The Yankees celebrated their 109th Opening Day in New York City and their 88th in the Bronx since they moved out of the hallowed and hulking Polo Grounds, which was located in Manhattan under the shadow of Coogan’s Bluff. John McGraw the feisty Grand Poobah of the Giants went against conventional wisdom and economic good sense and asked the Yankee co-owners; Jacob Ruppert and Til Huston to take their team and leave. It is a mystery why he did that. The Yankees were big draws and outdrew the Giants in 1920 (in this year the Yankees set a major league record, drawing 1,289,422 into the Polo Grounds 350,000 more than the Giants), 1921, and 1922 and most would have thought that the added revenue would have been hard to resist. Maybe the Giants felt that they were being overshadowed by the presence of their new star Babe Ruth. John McGraw, an exponent of “inside” baseball or “little ball” as they term it today, hated Babe Ruth and his home runs. He said in 1921, “The Yankees will have to build a park in Queens or some other out-of-the-way place. Let them go away and wither on the vine.”
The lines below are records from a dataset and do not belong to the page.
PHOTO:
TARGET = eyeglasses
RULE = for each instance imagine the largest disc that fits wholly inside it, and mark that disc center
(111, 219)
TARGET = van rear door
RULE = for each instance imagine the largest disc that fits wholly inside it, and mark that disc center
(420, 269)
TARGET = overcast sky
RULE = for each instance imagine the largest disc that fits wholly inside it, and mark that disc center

They moved directly across the Harlem River and built “The House that Ruth Built.” The 58,000 seat concrete and steel edifice opened up on April 18, 1923 at the cost of $2.5 million. It was built in 258 working days and featured the first triple-deck grandstand. The Opening attendance, with Governor Alfred E. Smith throwing out the first ball, was reputed to be over 74,000, but later on it was revised to about 60,000. John Philip Sousa and the Seventh Regiment Band led the procession of players, Yankees and Red Sox to the centerfield flag pole the raising of the 1922 pennant. There were few changes since 1923. The right field triple deck grandstands were extended around the foul pole to the bleachers in the late 1930’s, and some of the outfield distances were re-adjusted before the great re-building in 1974-5. Originally center field in the old ballpark was 490 feet. It was later reduced to 461 feet and to its present day 408 feet. Deepest right center was an astronomical 550 feet, but quickly reduced to 457 feet and its present day 420 feet. The right field foul line remained at 296 feet until the renovation where it was lengthened to 314 feet and the fence was raised from 4 feet to 8 feet. Left field was originally 280.5 feet but was quickly adjusted to 301 and it is presently 318 feet with and 8-foot wall. Since those long-gone days, the old Yankee Stadium was completely re-built to a new configuration, and in 2008 it shut its gates as the new one opened up in the spring of 2009.
So “another opening and another show,” commenced on this first March starting date in Yankee history. In the tradition of the late Generalissimo George M. Steinbrenner III, his heirs and their managers, dragooned 75 West Point Cadets to parade the colors, two F-18 buzzed the throng of 40K+, the Star Spangled Banner was warbled and strangely enough Mike Mussina threw out the first ball. He got to the mound, threw the ball to his former catcher, now DH, Jorge Posoda, and before anyone could blink the game was afoot. Guy Fairstein and I settled in, had our sandwiches and decided that both teams were compensated enough to risk freezing to death. By the 4th inning, the cold, wet breezes reached almost minus Kelvin temperature levels and we sought shelter in the great concourses that surround the stadium. We found warmth in the Yankee Museum, took some photos of the signed baseballs, and then after some other activities, we headed back to the parking lot. The Yanks won 6-3, and despite the ugly weather, all was well with the world.